What about taking him to our property along the road because he is fairly quiet going in, and coming back by cutting through the brook? That way we don't backtrack at all. I could vary the ways of getting home too so he doesn't get into bad habits.
Ok, now that you've described it for me, here's how I would do it. Avoid the ice spots altogether until they are thawed and the water has slowed down. I think you said it was "raging" or "rushing" in the beginning? I have had a horse fall through ice in our stock pond, not fun. Didn't hurt the horse but of course, he got soaked and if it had been any deeper, he could have drowned because he was wearing a heavy blanket which got soaked. I had to take him in the garage, use several old wool army blankets and blow him dry to warm him up again. It was during one of our really bad ice storms and it was below zero with the wind chill. Not fun.
So, for the smaller one, I can tell you from practice that it could be problematic. Horses tend to think narrow, dark, lines (water or not) tend to be bottomless and can be very silly about crossing them. So just the fact that you can step over, doesn't always mean it will go smoothly. I'll see if I can find a post about my afternoon trying to persuade Lady B to cross a little crick like that and how I hid in the brush from the rescue helicopter thinking my friends had sent out search and rescue. She did eventually cross it when I threatened to take off all my tack and go off and leave her. She finally looked at me like, "Well, if you're going to be THAT way about it." and stepped over like she had just never really understood what I wanted. She was particular about her pedicures that way.
I would see if you could get a friend to go with you when you first attempt to get him to go over, that way if he stops the friend can give some "encouragement" with a stick or crop or something. Can save you HOURS.
For the road, I would make myself walk up and down it, in the saddle. Maybe only a few feet at the time but kind of an immersion therapy kind of thing. Ride a few feet, stop and force yourself to relax. Walk a few more feet, stop and BREATHE for a few minutes, sing, whistle, whatever works to keep the anxiety down. Once you can do that calmly with no cars, have a friend drive slowly by and you stop the horse and let him watch her pass, while you work on being calm.
Any time you see a car before you are ready, step to the side of the road, into a bar ditch or up on the side of an embankment, wherever you can get out of the road.
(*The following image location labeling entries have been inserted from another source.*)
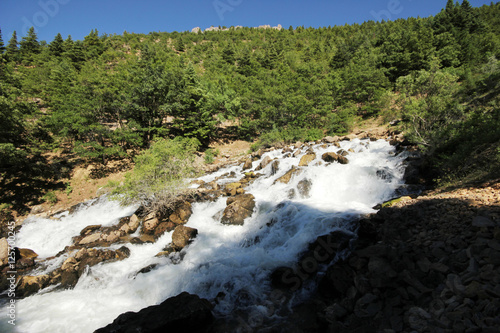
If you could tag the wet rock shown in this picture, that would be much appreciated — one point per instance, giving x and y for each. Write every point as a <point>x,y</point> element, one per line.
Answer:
<point>238,209</point>
<point>288,176</point>
<point>306,159</point>
<point>275,167</point>
<point>304,186</point>
<point>182,236</point>
<point>164,227</point>
<point>265,162</point>
<point>4,251</point>
<point>367,306</point>
<point>248,164</point>
<point>333,157</point>
<point>89,229</point>
<point>29,285</point>
<point>331,139</point>
<point>150,223</point>
<point>285,278</point>
<point>134,223</point>
<point>231,189</point>
<point>182,213</point>
<point>418,319</point>
<point>182,313</point>
<point>93,238</point>
<point>482,222</point>
<point>146,269</point>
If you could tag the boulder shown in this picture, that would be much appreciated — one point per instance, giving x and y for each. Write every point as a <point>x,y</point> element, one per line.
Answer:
<point>238,209</point>
<point>232,188</point>
<point>89,229</point>
<point>331,139</point>
<point>133,223</point>
<point>4,251</point>
<point>150,223</point>
<point>182,213</point>
<point>275,167</point>
<point>27,254</point>
<point>288,176</point>
<point>304,186</point>
<point>182,313</point>
<point>248,164</point>
<point>264,162</point>
<point>91,239</point>
<point>306,159</point>
<point>29,285</point>
<point>164,227</point>
<point>182,236</point>
<point>333,157</point>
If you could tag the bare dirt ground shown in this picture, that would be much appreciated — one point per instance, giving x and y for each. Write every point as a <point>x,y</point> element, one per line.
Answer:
<point>85,185</point>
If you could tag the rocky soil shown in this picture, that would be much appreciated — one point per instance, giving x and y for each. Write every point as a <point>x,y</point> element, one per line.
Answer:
<point>427,263</point>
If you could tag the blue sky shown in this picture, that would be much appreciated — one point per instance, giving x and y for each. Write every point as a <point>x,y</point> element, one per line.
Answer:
<point>78,17</point>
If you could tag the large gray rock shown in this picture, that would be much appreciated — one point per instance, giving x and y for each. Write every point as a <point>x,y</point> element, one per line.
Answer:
<point>182,313</point>
<point>238,209</point>
<point>182,236</point>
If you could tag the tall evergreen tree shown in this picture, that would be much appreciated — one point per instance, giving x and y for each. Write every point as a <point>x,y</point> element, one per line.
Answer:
<point>92,45</point>
<point>12,50</point>
<point>56,48</point>
<point>29,46</point>
<point>2,45</point>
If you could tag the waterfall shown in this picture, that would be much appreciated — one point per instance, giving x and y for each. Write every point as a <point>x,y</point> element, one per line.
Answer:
<point>236,260</point>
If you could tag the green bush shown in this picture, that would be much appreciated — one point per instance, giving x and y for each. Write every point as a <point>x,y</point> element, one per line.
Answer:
<point>210,155</point>
<point>160,174</point>
<point>286,136</point>
<point>50,197</point>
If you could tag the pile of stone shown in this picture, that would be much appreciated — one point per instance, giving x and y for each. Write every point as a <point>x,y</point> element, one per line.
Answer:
<point>430,264</point>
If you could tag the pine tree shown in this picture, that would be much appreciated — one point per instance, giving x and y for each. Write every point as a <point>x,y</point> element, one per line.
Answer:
<point>56,48</point>
<point>93,45</point>
<point>2,46</point>
<point>12,50</point>
<point>29,46</point>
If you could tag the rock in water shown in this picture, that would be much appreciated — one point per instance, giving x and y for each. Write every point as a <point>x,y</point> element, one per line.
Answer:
<point>182,313</point>
<point>306,159</point>
<point>238,209</point>
<point>182,236</point>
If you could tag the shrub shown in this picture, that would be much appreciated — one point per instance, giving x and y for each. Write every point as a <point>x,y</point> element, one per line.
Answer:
<point>50,197</point>
<point>160,174</point>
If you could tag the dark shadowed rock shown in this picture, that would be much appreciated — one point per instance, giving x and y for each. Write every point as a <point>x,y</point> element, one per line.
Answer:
<point>238,209</point>
<point>306,159</point>
<point>248,164</point>
<point>288,176</point>
<point>182,236</point>
<point>332,157</point>
<point>275,167</point>
<point>182,214</point>
<point>182,313</point>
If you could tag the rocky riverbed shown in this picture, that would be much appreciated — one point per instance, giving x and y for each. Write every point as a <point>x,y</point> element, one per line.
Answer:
<point>426,263</point>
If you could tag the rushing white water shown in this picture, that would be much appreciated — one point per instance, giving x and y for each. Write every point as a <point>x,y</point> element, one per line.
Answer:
<point>233,259</point>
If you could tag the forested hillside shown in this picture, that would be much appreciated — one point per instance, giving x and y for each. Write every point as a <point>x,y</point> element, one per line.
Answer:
<point>109,96</point>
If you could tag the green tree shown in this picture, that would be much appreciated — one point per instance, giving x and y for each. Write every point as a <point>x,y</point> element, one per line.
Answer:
<point>191,107</point>
<point>12,50</point>
<point>92,45</point>
<point>2,45</point>
<point>56,47</point>
<point>160,174</point>
<point>29,46</point>
<point>429,106</point>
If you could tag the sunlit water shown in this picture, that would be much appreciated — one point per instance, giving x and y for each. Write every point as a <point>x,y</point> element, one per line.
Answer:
<point>231,259</point>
Don't worry about him rushing home at this point, just stop him and get off and on in different spots (out of the road way), turn circles, do some figure eights, whatever you can do to re-focus him. Concentrate on calming your anxiety and let him worry about his own for a little while. Once you have gotten yourself calm, then you can go on to concentrate on him and his being silly.
At this point, if you find you're getting too anxious, I would go back to the last place YOU are comfortable and stop there, get off and walk him home.